Ger Lyons not surprised at growth of Ireland’s Breeders’ Cup raiding party

New faces among those trying their luck to win some of the overall $31m pot

The 38th Breeders’ Cup looks set to have the broadest team of Irish hopefuls yet competing at US racing’s ‘World Championships’ which begins on Friday in Del Mar.

Only a handful of Irish trainers have saddled winners at American racing’s end-of-season shop window event, which this year will see 14 races worth $31 million run over Friday and Saturday at the track just north of San Diego.

Aidan O’Brien, who has had 13 Breeders’ Cup winners in all, once again provides the bulk of the Irish raiding party with a squad headed by the top fillies Love and Mother Earth.

Dermot Weld joined an elite group of successful Irish based trainers when Tarnawa landed the Turf in Keeneland last year and the mare is on target to defend that crown on Saturday night.

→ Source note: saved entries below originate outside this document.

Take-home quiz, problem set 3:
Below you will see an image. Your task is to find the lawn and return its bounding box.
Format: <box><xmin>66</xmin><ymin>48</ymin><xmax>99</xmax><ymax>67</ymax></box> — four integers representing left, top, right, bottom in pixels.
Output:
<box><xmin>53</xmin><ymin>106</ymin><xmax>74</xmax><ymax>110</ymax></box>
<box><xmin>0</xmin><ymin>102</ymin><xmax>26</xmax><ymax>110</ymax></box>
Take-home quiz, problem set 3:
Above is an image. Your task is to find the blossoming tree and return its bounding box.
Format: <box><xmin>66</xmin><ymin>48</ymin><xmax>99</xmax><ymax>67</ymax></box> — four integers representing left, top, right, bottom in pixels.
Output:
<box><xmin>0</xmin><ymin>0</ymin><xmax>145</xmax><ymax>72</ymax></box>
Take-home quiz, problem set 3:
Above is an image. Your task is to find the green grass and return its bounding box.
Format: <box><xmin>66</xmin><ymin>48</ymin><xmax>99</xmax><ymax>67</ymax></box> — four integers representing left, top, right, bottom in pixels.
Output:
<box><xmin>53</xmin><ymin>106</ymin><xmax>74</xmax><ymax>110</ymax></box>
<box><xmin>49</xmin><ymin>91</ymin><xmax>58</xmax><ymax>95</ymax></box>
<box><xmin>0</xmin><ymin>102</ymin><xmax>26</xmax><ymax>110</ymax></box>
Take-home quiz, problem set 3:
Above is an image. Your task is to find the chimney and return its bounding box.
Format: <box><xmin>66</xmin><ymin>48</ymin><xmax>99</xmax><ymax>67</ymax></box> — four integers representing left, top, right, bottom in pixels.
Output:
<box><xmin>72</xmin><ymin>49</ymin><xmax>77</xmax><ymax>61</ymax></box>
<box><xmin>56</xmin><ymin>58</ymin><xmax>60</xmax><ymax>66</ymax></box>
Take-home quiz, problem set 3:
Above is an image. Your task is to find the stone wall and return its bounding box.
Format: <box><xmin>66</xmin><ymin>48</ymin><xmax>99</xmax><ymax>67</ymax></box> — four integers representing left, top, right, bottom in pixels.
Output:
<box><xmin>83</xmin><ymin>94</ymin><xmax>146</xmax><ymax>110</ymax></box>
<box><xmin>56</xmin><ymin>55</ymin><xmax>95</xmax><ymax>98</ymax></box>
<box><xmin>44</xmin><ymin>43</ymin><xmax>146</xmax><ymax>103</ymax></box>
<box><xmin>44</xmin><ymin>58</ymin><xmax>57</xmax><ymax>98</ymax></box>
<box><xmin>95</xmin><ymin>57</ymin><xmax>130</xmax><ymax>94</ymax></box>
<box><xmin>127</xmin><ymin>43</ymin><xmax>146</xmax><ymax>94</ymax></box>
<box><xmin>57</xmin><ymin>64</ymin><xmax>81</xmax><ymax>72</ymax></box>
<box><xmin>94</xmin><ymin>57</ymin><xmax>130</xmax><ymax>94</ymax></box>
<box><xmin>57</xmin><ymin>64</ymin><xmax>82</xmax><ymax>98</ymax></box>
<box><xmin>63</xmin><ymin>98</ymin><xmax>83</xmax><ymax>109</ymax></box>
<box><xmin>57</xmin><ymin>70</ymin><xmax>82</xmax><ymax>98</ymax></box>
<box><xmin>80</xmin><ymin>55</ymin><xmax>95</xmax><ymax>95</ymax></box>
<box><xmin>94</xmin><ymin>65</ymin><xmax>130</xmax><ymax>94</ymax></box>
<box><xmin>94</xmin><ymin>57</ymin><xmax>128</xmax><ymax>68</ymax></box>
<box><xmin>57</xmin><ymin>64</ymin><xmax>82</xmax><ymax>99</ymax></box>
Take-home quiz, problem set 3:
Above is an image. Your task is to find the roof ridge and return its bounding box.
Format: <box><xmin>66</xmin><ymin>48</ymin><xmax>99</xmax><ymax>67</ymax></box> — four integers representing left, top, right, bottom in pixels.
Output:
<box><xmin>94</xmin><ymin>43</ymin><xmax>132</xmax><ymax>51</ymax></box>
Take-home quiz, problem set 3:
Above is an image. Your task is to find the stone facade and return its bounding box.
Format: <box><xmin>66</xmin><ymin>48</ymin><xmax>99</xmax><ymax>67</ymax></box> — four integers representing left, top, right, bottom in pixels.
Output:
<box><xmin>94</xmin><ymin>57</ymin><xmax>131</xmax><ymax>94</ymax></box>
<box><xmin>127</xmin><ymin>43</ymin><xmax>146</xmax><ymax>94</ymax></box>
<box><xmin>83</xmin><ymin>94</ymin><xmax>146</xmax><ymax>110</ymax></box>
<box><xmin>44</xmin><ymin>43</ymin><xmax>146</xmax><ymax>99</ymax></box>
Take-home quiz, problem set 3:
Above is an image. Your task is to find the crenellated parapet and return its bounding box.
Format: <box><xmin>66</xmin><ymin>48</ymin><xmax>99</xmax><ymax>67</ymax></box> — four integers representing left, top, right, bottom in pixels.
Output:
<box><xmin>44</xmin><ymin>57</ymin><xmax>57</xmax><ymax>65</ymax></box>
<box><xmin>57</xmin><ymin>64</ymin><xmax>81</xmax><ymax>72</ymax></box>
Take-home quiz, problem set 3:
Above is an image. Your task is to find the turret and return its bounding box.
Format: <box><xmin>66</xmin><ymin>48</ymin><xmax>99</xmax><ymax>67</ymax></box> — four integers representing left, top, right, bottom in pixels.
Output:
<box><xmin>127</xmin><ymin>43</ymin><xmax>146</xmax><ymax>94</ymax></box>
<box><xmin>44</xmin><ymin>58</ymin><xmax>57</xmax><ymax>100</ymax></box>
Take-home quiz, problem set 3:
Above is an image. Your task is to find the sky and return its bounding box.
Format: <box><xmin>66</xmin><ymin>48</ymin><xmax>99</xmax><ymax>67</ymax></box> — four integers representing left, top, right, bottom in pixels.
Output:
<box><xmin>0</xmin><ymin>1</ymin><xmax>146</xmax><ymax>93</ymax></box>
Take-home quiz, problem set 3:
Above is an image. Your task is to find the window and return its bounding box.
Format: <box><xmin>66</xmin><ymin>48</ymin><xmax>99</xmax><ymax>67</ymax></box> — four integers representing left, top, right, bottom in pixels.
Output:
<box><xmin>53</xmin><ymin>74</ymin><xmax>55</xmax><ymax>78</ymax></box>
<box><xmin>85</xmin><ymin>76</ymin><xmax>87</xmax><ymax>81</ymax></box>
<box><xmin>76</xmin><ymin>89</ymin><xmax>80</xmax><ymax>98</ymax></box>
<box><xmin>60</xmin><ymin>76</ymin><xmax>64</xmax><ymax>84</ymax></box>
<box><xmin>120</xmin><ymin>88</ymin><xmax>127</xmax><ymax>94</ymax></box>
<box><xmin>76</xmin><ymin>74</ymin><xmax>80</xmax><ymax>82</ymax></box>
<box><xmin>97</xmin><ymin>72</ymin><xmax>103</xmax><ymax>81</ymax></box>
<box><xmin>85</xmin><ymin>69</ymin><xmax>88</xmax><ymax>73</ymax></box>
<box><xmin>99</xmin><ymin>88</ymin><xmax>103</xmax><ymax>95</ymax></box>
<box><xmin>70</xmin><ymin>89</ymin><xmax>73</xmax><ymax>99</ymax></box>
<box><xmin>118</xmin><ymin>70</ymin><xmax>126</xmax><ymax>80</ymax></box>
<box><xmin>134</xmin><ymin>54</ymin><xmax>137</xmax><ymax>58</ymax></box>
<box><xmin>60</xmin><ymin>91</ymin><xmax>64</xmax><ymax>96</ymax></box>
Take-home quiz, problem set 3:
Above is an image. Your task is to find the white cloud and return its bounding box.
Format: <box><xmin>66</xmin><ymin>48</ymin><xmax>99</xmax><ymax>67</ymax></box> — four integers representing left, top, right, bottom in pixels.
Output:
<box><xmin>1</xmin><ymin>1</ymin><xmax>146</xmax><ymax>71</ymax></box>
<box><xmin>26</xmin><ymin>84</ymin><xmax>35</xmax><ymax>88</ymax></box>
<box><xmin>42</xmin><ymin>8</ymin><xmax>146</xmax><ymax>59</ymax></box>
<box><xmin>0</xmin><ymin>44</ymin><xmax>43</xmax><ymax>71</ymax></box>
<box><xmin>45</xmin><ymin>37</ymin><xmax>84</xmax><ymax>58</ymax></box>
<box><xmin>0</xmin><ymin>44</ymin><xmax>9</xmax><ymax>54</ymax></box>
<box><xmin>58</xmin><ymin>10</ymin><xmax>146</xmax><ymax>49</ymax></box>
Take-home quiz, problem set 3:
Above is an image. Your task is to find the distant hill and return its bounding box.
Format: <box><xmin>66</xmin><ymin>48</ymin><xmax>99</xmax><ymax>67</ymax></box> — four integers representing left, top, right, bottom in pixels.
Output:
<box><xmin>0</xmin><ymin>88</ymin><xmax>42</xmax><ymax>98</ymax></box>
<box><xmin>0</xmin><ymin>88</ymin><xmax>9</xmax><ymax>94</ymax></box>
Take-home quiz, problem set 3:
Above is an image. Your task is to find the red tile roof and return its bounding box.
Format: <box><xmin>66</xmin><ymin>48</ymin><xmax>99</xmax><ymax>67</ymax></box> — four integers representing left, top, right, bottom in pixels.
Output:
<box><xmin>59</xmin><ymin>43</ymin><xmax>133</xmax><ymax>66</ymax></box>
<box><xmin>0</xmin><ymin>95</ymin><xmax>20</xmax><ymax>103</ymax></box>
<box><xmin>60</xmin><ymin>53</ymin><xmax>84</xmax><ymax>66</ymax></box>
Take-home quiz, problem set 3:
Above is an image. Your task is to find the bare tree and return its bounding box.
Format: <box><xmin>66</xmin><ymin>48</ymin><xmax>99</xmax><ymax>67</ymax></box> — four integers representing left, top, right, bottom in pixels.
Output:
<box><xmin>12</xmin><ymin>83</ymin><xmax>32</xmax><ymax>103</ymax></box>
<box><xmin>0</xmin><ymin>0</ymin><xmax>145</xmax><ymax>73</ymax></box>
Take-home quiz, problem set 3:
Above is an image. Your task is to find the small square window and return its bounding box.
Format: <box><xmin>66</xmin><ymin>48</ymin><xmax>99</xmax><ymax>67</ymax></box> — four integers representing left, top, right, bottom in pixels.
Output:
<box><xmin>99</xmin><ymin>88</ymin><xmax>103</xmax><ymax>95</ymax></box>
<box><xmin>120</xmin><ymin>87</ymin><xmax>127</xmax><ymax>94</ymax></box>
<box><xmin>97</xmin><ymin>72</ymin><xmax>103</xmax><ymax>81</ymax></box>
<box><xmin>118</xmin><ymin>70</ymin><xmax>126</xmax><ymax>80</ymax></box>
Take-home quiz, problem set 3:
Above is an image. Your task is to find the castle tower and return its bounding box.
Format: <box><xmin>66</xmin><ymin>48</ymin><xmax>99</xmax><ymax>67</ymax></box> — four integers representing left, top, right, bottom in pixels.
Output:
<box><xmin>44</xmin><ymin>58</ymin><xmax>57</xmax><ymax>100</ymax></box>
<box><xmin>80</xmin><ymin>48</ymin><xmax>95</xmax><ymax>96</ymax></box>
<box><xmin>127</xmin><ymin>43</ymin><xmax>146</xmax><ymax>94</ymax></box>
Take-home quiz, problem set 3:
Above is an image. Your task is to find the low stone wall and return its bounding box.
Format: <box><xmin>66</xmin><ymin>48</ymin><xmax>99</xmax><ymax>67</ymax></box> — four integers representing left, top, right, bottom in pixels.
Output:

The only other trainers to successfully raid the Breeders' Cup from Ireland are Joseph O'Brien, with Iridessa in 2019, as well as John Oxx and the legendary Vincent O'Brien.

However, some new faces are among those trying their luck at one of the most high-profile and lucrative meetings on the global racing calendar.

Friday night’s ‘Future Stars Friday’ sees five Grade One events for two-year-olds with Curragh based Michael O’Callaghan pitching Twilight Jet into the Juvenile Turf Sprint.

The risk in flying thoroughbreds 8,500 kilometres to the west coast of the United States was shown in the news on Tuesday that trainer Gavin Cromwell’s Royal Ascot winning filly Quick Suzy was ruled out of the race after being found to have a high temperature following the transatlantic trip.

On Saturday, Paddy Twomey has a first Breeders' Cup runner, with Pearls Galore a general 12-1 shot for the Mile, while Dubliner Ado McGuinness pitches his Prix de l'Abbaye hero A Case Of You into the Turf Sprint.

Ger Lyons, too, is set to be represented by Acanella in the Filly & Mare on Saturday night and he believes the diversity of the Irish challenge in Del Mar reflects the depth of day-to-day competition at home.

“We all know at home what we’re pedaling against. If you take your foot off the pedal there’s going to be 10 on top of you and passing you. It’s a tough station but that’s what makes it good,” he said on Monday.

“I’ve always maintained that it gets taken for granted the level that we play at over here. It’s just taken for granted. I think it is as strong an organisation [Irish racing] as there is in the world in horse racing.

“A lot needs doing. It doesn’t mean they can sit on their laurels. But the players are doing their bit.”

Sunday's conclusion to the Flat season in Ireland saw Lyons finish fourth in the trainers' championship with over €2 million in prizemoney and his No 1 rider, Colin Keane, crowned champion jockey for a third time with a record 141 winners.

Acanella, winner of the Snow Fairy Stakes in August, is a late shot at landing a top-flight prize in 2021 as afterwards she will remain in the US to continue her career.

Another Juddmonte owned star leaving Lyons to continue racing in the US is Masen, the final leg of a memorable Lyons four-timer on the opening day of Irish Champions Weekend and winner of the Knockaire Stakes last month.

“Basically, we found out categorically in the Matron the mile isn’t Acanella’s trip. A mile plus is her trip. The Snow Fairy was perfect for her,” Lyons added.

“With a filly like her there’s every chance of her winning her Grade One over there whereas she mightn’t over here. That’s the plan.

“And while we knew she was going to America we said why not take in the Filly & Mare, so here we go. We will be running to win but if you ran first three in a Grade One we’d have done our job perfectly well and then it’s over to the next guy to bring her to the next level.”